New Horizons will visit a 50-kilometer-wide Kuiper Belt Object around January 2019, assuming all goes well with the Pluto flyby. From that dim, dark location, the probe will fill in our picture of the true outer solar system. (Credit: JHUAPL/SwRI)
You actually had a plan to do this kind of bundled mission by creating a companion to New Horizons. What happened there?
We wanted to build New Horizons II from the spares left over from New Horizons. It didn’t happen, obviously, but we got pretty close. We had enough parts, including an RTG [radiothermal generator] and plutonium, to launch. The mission was Jupiter-Uranus and a big Kuiper Belt Object. We had two or three targets to choose from; we could have done it for something close to $400 million, which is about half the cost of NewHorizons.
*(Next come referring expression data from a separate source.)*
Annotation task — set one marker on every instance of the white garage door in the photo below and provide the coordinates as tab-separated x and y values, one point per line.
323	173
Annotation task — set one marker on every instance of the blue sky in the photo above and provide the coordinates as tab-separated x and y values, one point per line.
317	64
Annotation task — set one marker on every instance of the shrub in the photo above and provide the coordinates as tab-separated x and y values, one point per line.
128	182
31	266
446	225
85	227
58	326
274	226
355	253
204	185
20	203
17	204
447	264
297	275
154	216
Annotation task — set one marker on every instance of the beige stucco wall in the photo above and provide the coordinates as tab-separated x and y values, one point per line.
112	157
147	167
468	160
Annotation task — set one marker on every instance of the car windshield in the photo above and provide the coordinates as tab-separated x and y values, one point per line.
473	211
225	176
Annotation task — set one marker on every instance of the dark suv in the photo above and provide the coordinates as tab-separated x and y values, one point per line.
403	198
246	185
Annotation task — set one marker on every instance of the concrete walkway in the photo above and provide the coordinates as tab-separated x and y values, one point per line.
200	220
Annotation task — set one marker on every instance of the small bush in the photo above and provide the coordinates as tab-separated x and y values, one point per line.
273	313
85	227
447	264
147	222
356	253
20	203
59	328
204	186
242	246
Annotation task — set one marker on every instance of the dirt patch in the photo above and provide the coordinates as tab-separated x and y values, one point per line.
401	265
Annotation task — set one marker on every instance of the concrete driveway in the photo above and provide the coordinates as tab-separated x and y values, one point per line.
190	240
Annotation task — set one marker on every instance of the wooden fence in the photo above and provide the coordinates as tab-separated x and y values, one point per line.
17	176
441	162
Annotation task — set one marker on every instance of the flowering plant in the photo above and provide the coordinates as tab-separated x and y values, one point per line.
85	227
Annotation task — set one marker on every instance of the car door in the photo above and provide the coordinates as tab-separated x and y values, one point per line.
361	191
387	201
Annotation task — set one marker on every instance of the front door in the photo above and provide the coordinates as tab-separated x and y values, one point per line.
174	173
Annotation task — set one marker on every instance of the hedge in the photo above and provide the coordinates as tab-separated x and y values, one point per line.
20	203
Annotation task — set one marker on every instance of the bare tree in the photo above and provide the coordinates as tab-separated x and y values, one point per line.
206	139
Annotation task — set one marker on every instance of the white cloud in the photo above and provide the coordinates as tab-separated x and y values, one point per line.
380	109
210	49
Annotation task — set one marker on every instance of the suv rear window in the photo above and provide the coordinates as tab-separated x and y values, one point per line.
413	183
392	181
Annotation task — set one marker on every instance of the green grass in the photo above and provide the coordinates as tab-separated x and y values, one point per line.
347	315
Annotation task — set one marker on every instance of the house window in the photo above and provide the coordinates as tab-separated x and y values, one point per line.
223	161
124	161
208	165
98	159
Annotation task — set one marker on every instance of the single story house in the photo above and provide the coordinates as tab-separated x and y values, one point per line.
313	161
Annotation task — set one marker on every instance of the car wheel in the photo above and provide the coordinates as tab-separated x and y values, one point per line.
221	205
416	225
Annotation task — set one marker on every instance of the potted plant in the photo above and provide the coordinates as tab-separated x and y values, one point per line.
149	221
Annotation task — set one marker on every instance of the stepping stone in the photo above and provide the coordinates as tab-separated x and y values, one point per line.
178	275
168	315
It was to be built to the same design, and to use the same launcher. We’d already done most of the nuclear launch approval. The idea was that if New Horizons had failed, we’d go to Pluto [with New HorizonsII], and if New Horizons succeeded, we’d go with a launch to a different big KBO. And we’d have reached Uranus at equinox, which means you could see all of the system—the satellites, the planet—instead of doing another solstice mission [as with Voyager 2, when half of the planet and its moons were in constant shadow]. New Horizons II would have arrived at Uranus about now…in 2017, actually, then it would have gone on to another Kuiper Belt planet like Pluto. But it was shot down by people who had other plans.
I’m excited that it looks like Europa Clipper is really going to happen, but I’m worried about the looming drought of new planetary missions at NASA.
I am too, but every decade we go through this [kind of concern]. I guess I’m just impatient. I want to go to Titan and Enceladus, I want to see more of the Kuiper Belt. I want to live to see all these things. I’m with you!